(Ayb. 33:1-7)
”Akan tetapi sekarang, hai Ayub, dengarkanlah bicaraku, dan bukalah telingamu kepada segala perkataanku. Ketahuilah, mulutku telah kubuka, lidahku di bawah langit-langitku berbicara. Perkataanku keluar dari hati yang jujur, dan bibirku menyatakan dengan terang apa yang diketahui. Roh Allah telah membuat aku, dan nafas Yang Mahakuasa membuat aku hidup. Jikalau engkau dapat, jawablah aku, bersiaplah engkau menghadapi aku, pertahankanlah dirimu. Sesungguhnya, bagi Allah aku sama dengan engkau, aku pun dibentuk dari tanah liat. Jadi engkau tak usah ditimpa kegentaran terhadap aku, tekananku terhadap engkau tidak akan berat” (Ayb. 33:1-7).
Dengan lantang, penuh percaya diri, Elihu berbicara. Dia mengajak Ayub untuk mencermati setiap kata yang keluar dari mulutnya. Mengapa dia berani begitu lantang?
Pertama, kata-katanya itu keluar dari hati yang tulus. Tanpa ketulusan sulit bagi kita bicara lantang. Sebab kekerasan suara kita hanya akan menuduh diri kita sendiri. Tentu ada saja orang yang berbicara lantang dengan maksud menutupi kesalahannya sendiri. Namun, orang demikian memang aneh.
Kedua, Elihu mendasarkan kata-katanya pada kehidupan yang diberikan Roh Allah. Ini pun bisa kita jadikan teladan: karena dihidupi oleh Roh Allah, baiklah kata yang keluar pun juga dari Allah.
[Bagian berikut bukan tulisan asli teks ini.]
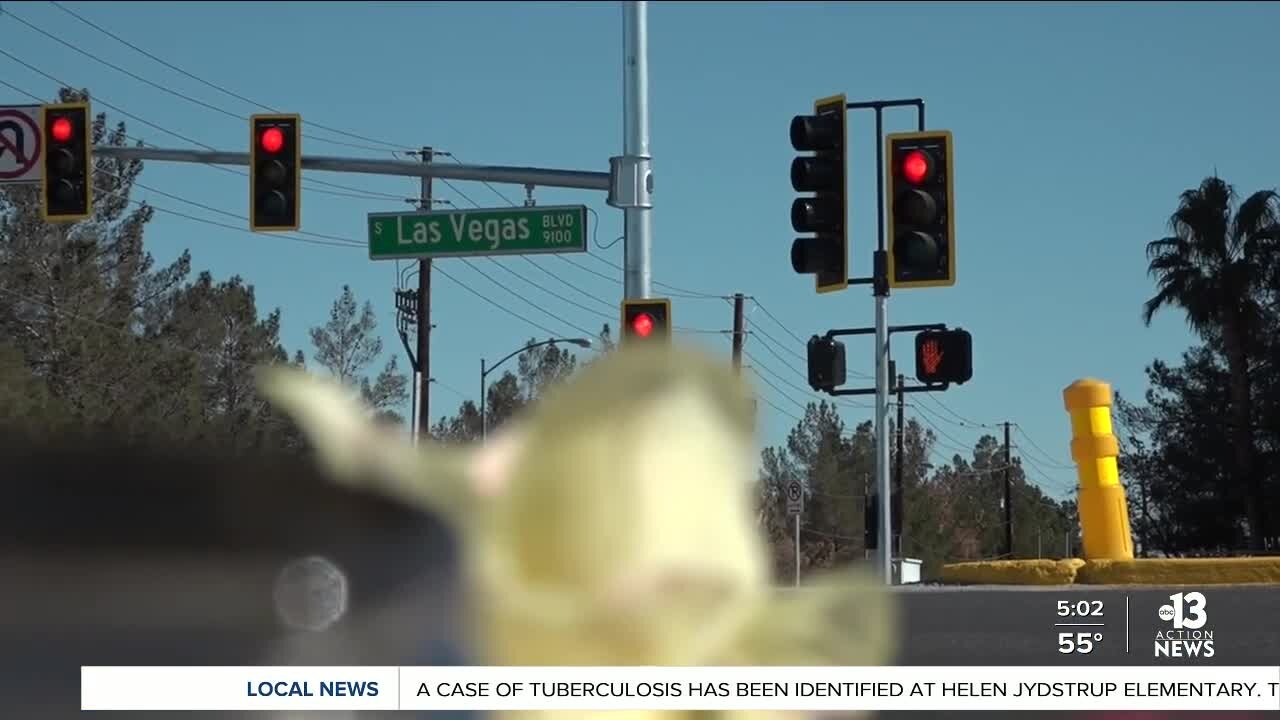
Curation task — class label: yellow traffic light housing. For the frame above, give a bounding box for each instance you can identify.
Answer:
[40,102,93,223]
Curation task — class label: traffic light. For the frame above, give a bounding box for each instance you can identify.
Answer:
[248,115,302,232]
[915,329,973,384]
[622,297,671,342]
[808,336,845,391]
[40,102,93,223]
[791,95,849,292]
[884,131,956,288]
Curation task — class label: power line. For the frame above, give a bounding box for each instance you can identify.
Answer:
[0,59,403,200]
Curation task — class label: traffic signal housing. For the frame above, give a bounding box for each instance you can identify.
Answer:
[791,95,849,293]
[884,131,956,288]
[248,114,302,232]
[622,297,671,342]
[915,329,973,384]
[808,336,846,392]
[40,102,93,223]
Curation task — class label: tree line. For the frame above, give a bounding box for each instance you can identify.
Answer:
[0,90,1280,577]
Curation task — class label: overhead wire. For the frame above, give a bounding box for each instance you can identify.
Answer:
[0,71,609,345]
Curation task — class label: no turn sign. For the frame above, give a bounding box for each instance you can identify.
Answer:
[787,480,804,515]
[0,105,45,183]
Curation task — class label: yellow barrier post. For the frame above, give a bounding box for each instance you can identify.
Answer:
[1062,379,1133,560]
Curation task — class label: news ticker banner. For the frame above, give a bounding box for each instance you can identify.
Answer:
[81,666,1280,711]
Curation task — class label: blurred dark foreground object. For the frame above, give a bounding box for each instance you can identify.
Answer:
[0,441,465,720]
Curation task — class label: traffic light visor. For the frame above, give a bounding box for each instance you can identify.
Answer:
[902,150,933,184]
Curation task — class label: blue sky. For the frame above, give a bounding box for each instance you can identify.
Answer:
[0,1,1280,495]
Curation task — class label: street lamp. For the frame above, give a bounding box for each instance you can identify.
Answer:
[480,337,591,443]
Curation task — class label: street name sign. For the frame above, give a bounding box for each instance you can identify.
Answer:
[0,105,45,184]
[369,205,586,260]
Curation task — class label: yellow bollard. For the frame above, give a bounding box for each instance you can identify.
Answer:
[1062,379,1133,560]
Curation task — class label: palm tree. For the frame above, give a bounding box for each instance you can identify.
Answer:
[1142,177,1280,551]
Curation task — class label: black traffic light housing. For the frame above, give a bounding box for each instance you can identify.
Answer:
[622,297,671,342]
[248,114,302,232]
[40,102,93,223]
[884,131,956,288]
[808,336,846,391]
[791,95,849,293]
[915,328,973,384]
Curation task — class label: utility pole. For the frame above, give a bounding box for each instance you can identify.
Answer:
[417,146,433,438]
[1005,421,1014,560]
[624,0,653,300]
[893,374,906,562]
[733,292,746,374]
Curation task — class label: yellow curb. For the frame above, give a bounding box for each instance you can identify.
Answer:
[940,559,1084,585]
[1075,557,1280,585]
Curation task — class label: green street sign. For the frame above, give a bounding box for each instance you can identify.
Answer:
[369,205,586,260]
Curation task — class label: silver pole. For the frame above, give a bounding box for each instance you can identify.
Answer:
[795,514,800,588]
[876,295,893,585]
[93,144,609,191]
[622,0,653,299]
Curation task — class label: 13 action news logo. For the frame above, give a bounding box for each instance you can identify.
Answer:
[1156,592,1213,657]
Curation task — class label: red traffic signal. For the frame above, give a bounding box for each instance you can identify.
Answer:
[631,313,654,337]
[915,328,973,384]
[902,150,933,184]
[49,118,72,142]
[622,299,671,341]
[248,114,302,232]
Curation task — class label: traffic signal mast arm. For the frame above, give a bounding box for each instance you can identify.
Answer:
[822,323,951,396]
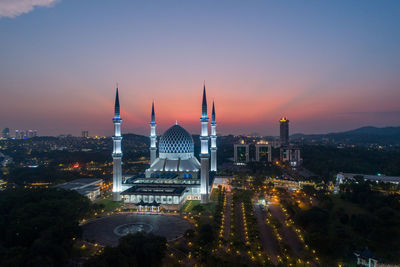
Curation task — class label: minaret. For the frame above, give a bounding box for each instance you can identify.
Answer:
[112,84,122,201]
[200,84,210,203]
[150,101,157,166]
[210,101,217,172]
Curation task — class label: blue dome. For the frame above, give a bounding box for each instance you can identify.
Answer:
[159,124,194,154]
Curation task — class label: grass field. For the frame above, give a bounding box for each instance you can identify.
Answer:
[332,196,366,215]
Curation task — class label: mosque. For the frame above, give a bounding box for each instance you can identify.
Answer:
[112,85,217,211]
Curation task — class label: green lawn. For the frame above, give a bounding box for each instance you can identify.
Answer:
[332,195,366,216]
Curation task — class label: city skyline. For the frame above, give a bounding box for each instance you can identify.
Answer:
[0,0,400,136]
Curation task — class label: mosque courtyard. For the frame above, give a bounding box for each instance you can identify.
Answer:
[82,214,192,246]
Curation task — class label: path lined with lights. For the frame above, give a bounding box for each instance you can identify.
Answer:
[223,192,232,240]
[254,205,279,265]
[269,204,303,257]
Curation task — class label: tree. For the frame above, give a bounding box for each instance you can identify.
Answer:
[85,233,167,267]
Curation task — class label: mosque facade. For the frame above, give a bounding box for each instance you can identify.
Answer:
[112,86,217,211]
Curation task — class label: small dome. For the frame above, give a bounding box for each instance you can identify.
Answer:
[159,124,194,158]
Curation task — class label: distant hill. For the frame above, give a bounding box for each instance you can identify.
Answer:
[290,126,400,145]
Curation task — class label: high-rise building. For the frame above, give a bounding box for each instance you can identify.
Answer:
[279,117,289,145]
[210,101,217,172]
[1,128,10,139]
[233,140,250,165]
[150,101,157,166]
[112,85,122,201]
[200,84,210,203]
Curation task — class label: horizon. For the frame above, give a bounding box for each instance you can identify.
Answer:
[0,0,400,136]
[1,125,400,138]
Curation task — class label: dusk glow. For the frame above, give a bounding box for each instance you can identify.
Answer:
[0,0,400,136]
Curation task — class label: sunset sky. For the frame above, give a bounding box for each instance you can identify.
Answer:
[0,0,400,136]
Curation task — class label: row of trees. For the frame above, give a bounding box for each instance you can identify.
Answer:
[285,181,400,263]
[301,145,400,181]
[0,189,94,266]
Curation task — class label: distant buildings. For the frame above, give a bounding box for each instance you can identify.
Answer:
[279,117,289,145]
[233,140,272,165]
[1,128,10,139]
[15,130,37,139]
[233,140,250,165]
[334,172,400,193]
[280,148,302,168]
[57,178,103,201]
[234,117,302,169]
[82,131,89,138]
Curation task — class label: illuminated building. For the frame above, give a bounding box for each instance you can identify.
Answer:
[113,86,217,211]
[150,101,157,166]
[200,85,210,203]
[210,101,217,172]
[112,85,122,201]
[1,128,10,139]
[56,178,103,201]
[280,146,302,169]
[255,142,272,162]
[233,140,250,165]
[279,117,289,145]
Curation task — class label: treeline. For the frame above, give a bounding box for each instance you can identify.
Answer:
[302,145,400,181]
[0,189,96,266]
[285,184,400,265]
[6,167,87,186]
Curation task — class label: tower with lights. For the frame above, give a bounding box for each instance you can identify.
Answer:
[112,85,122,201]
[200,84,210,203]
[279,117,289,146]
[150,101,157,166]
[210,101,217,172]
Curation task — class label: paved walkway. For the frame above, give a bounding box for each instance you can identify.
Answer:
[82,214,193,246]
[254,204,279,265]
[224,192,232,241]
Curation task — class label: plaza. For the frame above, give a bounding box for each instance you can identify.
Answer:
[82,214,192,246]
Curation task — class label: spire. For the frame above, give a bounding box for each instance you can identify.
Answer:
[114,84,120,117]
[201,82,207,118]
[211,100,215,123]
[151,100,156,123]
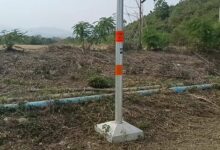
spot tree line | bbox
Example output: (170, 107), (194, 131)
(0, 29), (60, 50)
(139, 0), (220, 52)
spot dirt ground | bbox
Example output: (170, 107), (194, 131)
(0, 45), (220, 150)
(0, 90), (220, 150)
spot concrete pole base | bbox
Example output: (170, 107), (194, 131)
(95, 121), (144, 143)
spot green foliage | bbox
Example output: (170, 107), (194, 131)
(73, 17), (115, 48)
(94, 17), (115, 41)
(1, 29), (25, 50)
(187, 19), (218, 50)
(126, 0), (220, 52)
(154, 0), (170, 20)
(89, 76), (114, 88)
(73, 21), (94, 48)
(143, 28), (169, 50)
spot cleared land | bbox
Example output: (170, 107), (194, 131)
(0, 46), (220, 150)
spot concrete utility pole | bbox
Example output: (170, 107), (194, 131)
(218, 6), (220, 22)
(95, 0), (144, 143)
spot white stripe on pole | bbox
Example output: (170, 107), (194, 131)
(115, 0), (124, 124)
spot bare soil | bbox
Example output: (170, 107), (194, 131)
(0, 45), (220, 150)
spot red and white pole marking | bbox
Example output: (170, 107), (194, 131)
(115, 0), (124, 124)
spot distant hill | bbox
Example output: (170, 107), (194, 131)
(27, 27), (72, 38)
(126, 0), (220, 49)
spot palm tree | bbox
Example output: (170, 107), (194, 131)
(94, 17), (115, 41)
(73, 21), (93, 49)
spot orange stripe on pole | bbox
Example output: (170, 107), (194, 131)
(115, 65), (123, 76)
(115, 31), (125, 43)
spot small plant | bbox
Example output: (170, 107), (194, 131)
(0, 29), (25, 51)
(89, 76), (114, 88)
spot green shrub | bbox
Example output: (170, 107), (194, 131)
(89, 76), (114, 88)
(143, 28), (169, 50)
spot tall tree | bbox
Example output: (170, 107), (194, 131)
(94, 17), (115, 41)
(73, 21), (93, 49)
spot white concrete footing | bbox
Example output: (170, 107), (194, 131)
(95, 121), (144, 143)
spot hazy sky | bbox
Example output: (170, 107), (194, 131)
(0, 0), (179, 30)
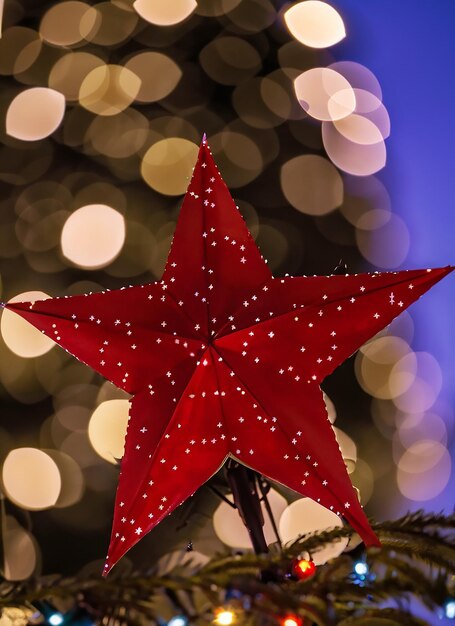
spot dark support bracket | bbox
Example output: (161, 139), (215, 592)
(226, 459), (269, 554)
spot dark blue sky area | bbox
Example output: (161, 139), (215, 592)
(331, 0), (455, 512)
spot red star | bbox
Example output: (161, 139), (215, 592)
(2, 136), (452, 574)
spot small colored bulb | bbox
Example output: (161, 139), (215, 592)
(215, 610), (235, 626)
(354, 561), (368, 576)
(292, 559), (316, 580)
(167, 615), (188, 626)
(281, 615), (302, 626)
(445, 600), (455, 619)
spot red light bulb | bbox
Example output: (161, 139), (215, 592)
(292, 559), (316, 580)
(280, 615), (302, 626)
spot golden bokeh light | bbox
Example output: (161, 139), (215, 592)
(48, 52), (104, 102)
(280, 154), (343, 215)
(294, 67), (356, 121)
(0, 291), (55, 359)
(213, 489), (288, 550)
(88, 400), (130, 465)
(6, 87), (65, 141)
(355, 336), (415, 400)
(2, 448), (62, 511)
(125, 51), (182, 102)
(284, 0), (346, 48)
(39, 0), (101, 46)
(2, 515), (38, 576)
(61, 204), (126, 270)
(44, 446), (85, 509)
(322, 116), (387, 176)
(82, 2), (138, 46)
(279, 498), (348, 565)
(79, 65), (141, 115)
(141, 137), (199, 196)
(133, 0), (197, 26)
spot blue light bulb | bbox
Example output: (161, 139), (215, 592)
(167, 615), (188, 626)
(354, 561), (368, 576)
(444, 600), (455, 619)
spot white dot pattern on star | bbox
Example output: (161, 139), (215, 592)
(6, 138), (451, 573)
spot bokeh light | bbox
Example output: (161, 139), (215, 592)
(6, 87), (65, 141)
(141, 137), (199, 196)
(133, 0), (197, 26)
(322, 120), (386, 176)
(279, 498), (348, 565)
(0, 291), (55, 359)
(2, 448), (62, 511)
(79, 65), (141, 115)
(280, 154), (343, 215)
(284, 0), (346, 48)
(40, 0), (101, 46)
(61, 204), (126, 269)
(294, 67), (356, 121)
(213, 489), (287, 549)
(88, 400), (129, 464)
(48, 51), (104, 102)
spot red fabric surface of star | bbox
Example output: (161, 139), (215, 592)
(2, 141), (453, 574)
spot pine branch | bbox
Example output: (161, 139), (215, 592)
(0, 512), (455, 626)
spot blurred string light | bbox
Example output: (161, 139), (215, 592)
(279, 498), (348, 565)
(141, 137), (199, 196)
(280, 154), (343, 215)
(133, 0), (197, 26)
(294, 67), (356, 121)
(167, 615), (188, 626)
(0, 0), (450, 575)
(284, 0), (346, 48)
(213, 608), (237, 626)
(6, 87), (65, 141)
(61, 204), (126, 270)
(39, 0), (101, 46)
(79, 65), (141, 116)
(280, 615), (303, 626)
(2, 448), (62, 511)
(444, 600), (455, 619)
(0, 291), (55, 359)
(88, 400), (130, 464)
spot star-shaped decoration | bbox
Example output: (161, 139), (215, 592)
(5, 139), (453, 574)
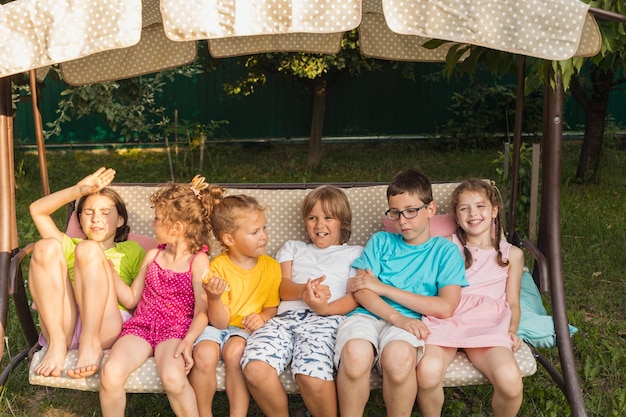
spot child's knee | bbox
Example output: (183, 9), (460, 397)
(193, 341), (220, 372)
(159, 364), (188, 393)
(243, 361), (277, 385)
(417, 358), (447, 390)
(339, 339), (374, 378)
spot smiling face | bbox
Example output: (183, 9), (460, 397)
(388, 193), (437, 245)
(304, 201), (341, 249)
(80, 194), (124, 248)
(456, 191), (498, 236)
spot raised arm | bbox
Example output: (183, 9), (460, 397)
(30, 168), (115, 240)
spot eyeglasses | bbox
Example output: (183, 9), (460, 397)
(385, 204), (428, 220)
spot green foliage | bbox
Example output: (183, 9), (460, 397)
(45, 63), (201, 142)
(493, 143), (532, 238)
(6, 140), (626, 417)
(431, 66), (542, 150)
(224, 29), (382, 96)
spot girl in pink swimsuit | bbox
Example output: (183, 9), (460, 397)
(417, 179), (524, 417)
(100, 177), (224, 417)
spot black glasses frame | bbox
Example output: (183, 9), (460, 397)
(385, 203), (428, 220)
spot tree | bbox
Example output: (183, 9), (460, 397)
(561, 0), (626, 182)
(46, 62), (202, 141)
(226, 30), (382, 168)
(431, 0), (626, 182)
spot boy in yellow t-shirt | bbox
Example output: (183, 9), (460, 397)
(189, 195), (282, 417)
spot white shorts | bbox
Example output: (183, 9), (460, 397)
(335, 313), (424, 371)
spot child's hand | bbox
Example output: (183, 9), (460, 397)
(76, 167), (115, 195)
(348, 268), (385, 295)
(174, 339), (193, 374)
(303, 275), (331, 301)
(391, 314), (430, 340)
(509, 332), (522, 352)
(302, 279), (330, 315)
(242, 313), (265, 333)
(202, 269), (230, 298)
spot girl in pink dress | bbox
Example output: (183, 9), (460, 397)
(417, 179), (524, 417)
(100, 177), (223, 417)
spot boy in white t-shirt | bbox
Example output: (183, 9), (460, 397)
(242, 185), (363, 417)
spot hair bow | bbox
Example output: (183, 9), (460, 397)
(189, 175), (209, 199)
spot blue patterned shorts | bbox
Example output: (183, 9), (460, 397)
(241, 310), (345, 381)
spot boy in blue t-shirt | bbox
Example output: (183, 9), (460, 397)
(335, 169), (468, 417)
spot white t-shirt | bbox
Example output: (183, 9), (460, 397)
(276, 240), (363, 314)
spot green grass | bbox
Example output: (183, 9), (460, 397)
(0, 142), (626, 417)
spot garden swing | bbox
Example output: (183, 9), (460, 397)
(0, 0), (624, 416)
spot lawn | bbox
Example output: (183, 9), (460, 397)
(0, 142), (626, 417)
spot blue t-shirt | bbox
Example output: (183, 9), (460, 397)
(350, 232), (469, 318)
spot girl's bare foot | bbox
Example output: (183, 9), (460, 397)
(67, 346), (104, 378)
(35, 345), (67, 377)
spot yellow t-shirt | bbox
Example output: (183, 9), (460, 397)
(211, 253), (282, 328)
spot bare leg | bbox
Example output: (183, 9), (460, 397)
(222, 336), (250, 417)
(296, 374), (336, 417)
(67, 240), (122, 378)
(189, 340), (220, 417)
(28, 239), (78, 376)
(466, 346), (524, 417)
(417, 345), (457, 417)
(243, 361), (289, 417)
(154, 339), (198, 417)
(99, 335), (152, 417)
(380, 341), (417, 417)
(337, 339), (374, 417)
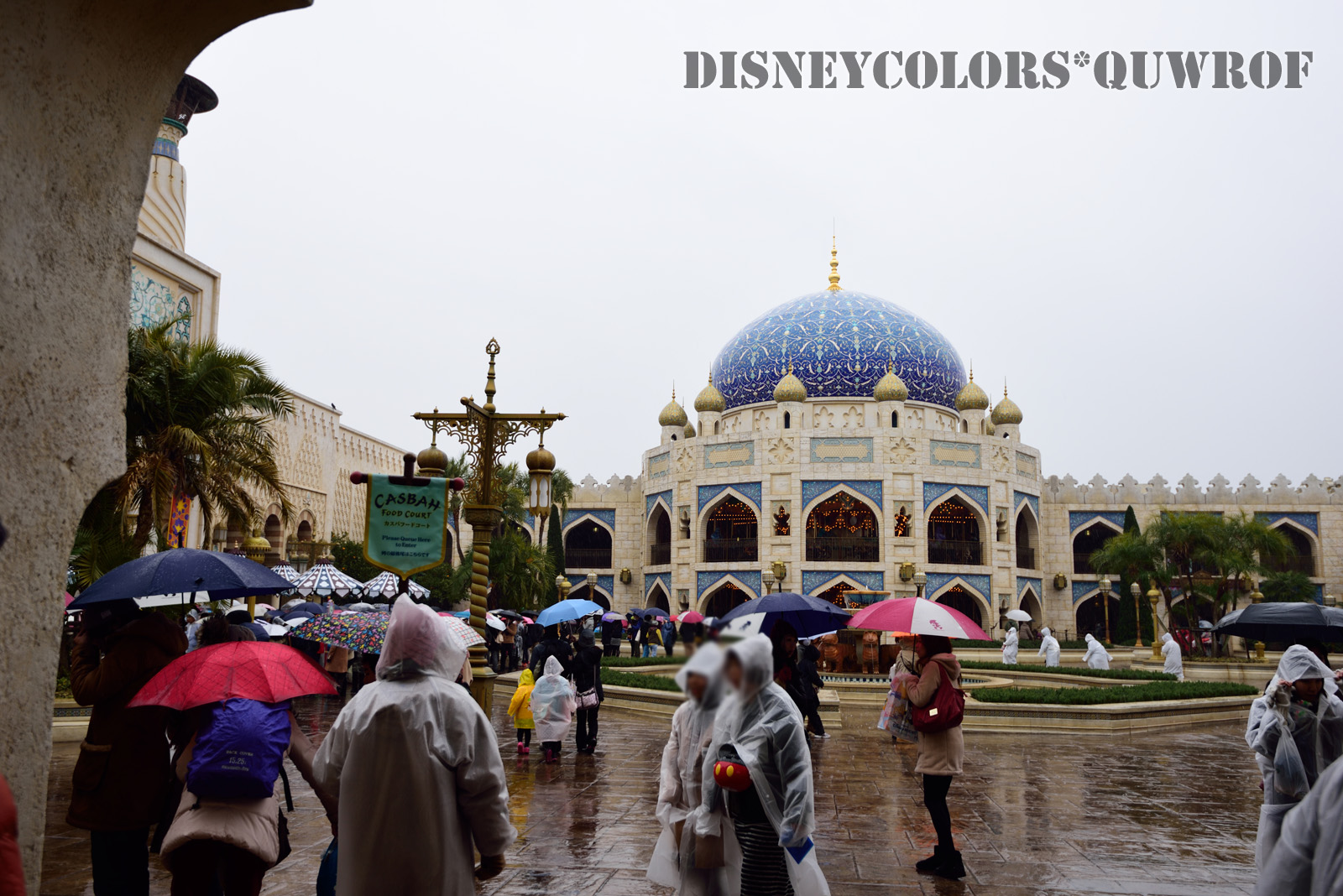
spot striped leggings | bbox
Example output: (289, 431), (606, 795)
(732, 820), (792, 896)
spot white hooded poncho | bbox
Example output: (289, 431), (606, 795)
(647, 641), (729, 896)
(1162, 632), (1184, 681)
(1245, 645), (1343, 871)
(1079, 634), (1115, 669)
(313, 596), (517, 896)
(1036, 628), (1058, 665)
(694, 634), (830, 896)
(532, 656), (577, 743)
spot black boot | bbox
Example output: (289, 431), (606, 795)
(932, 849), (965, 880)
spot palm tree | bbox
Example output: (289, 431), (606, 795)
(105, 320), (293, 553)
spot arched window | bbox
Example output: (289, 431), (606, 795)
(928, 497), (983, 566)
(807, 492), (881, 563)
(564, 519), (611, 570)
(649, 504), (672, 566)
(1073, 524), (1119, 576)
(703, 497), (760, 563)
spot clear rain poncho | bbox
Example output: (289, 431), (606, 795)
(532, 656), (577, 743)
(1162, 632), (1184, 681)
(313, 596), (517, 896)
(1245, 645), (1343, 871)
(1083, 634), (1115, 669)
(1036, 628), (1058, 665)
(647, 641), (734, 896)
(694, 634), (830, 896)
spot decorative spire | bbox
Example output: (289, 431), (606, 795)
(826, 235), (839, 293)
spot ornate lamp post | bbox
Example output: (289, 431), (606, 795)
(415, 339), (564, 715)
(1128, 582), (1143, 647)
(1100, 576), (1112, 643)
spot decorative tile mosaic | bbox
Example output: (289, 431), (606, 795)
(1068, 510), (1124, 533)
(1254, 511), (1320, 535)
(811, 436), (873, 464)
(643, 488), (672, 519)
(703, 441), (755, 470)
(924, 573), (991, 602)
(713, 289), (965, 408)
(802, 479), (881, 507)
(1016, 576), (1045, 601)
(700, 483), (760, 513)
(564, 507), (615, 533)
(694, 569), (760, 598)
(802, 569), (886, 596)
(649, 451), (672, 479)
(928, 439), (979, 470)
(924, 483), (989, 515)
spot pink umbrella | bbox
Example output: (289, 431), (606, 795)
(849, 596), (992, 641)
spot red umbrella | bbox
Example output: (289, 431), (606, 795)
(126, 641), (336, 710)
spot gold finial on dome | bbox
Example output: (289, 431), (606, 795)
(826, 235), (839, 293)
(871, 361), (909, 401)
(658, 386), (690, 426)
(694, 370), (728, 413)
(956, 365), (989, 410)
(774, 361), (807, 401)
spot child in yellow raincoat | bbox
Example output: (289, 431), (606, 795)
(508, 669), (536, 757)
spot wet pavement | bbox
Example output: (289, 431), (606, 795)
(40, 699), (1260, 896)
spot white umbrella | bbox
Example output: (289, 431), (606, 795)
(364, 573), (428, 601)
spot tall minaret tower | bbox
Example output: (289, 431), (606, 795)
(137, 76), (219, 253)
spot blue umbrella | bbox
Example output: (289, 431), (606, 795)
(717, 591), (851, 637)
(536, 596), (602, 625)
(65, 547), (291, 610)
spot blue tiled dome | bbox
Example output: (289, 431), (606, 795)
(713, 289), (965, 408)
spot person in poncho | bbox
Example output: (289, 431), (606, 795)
(694, 634), (830, 896)
(647, 643), (734, 896)
(313, 594), (517, 896)
(1245, 643), (1343, 871)
(532, 656), (577, 762)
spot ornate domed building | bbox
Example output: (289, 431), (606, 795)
(547, 249), (1343, 637)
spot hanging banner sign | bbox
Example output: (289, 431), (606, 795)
(364, 473), (448, 578)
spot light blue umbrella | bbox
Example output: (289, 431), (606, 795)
(536, 596), (602, 625)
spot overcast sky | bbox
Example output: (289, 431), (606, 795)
(181, 0), (1343, 483)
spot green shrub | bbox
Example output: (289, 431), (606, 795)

Ketiga, Elihu tidak perlu merasa minder di hadapan Ayub karena mereka berdua sama-sama ciptaan Allah. Kadang orang sering kali, tanpa sadar, dalam percakapan menempatkan diri di bawah atau di atas kawan bicara. Dan karena itu, Elihu bisa dijadikan contoh yang baik.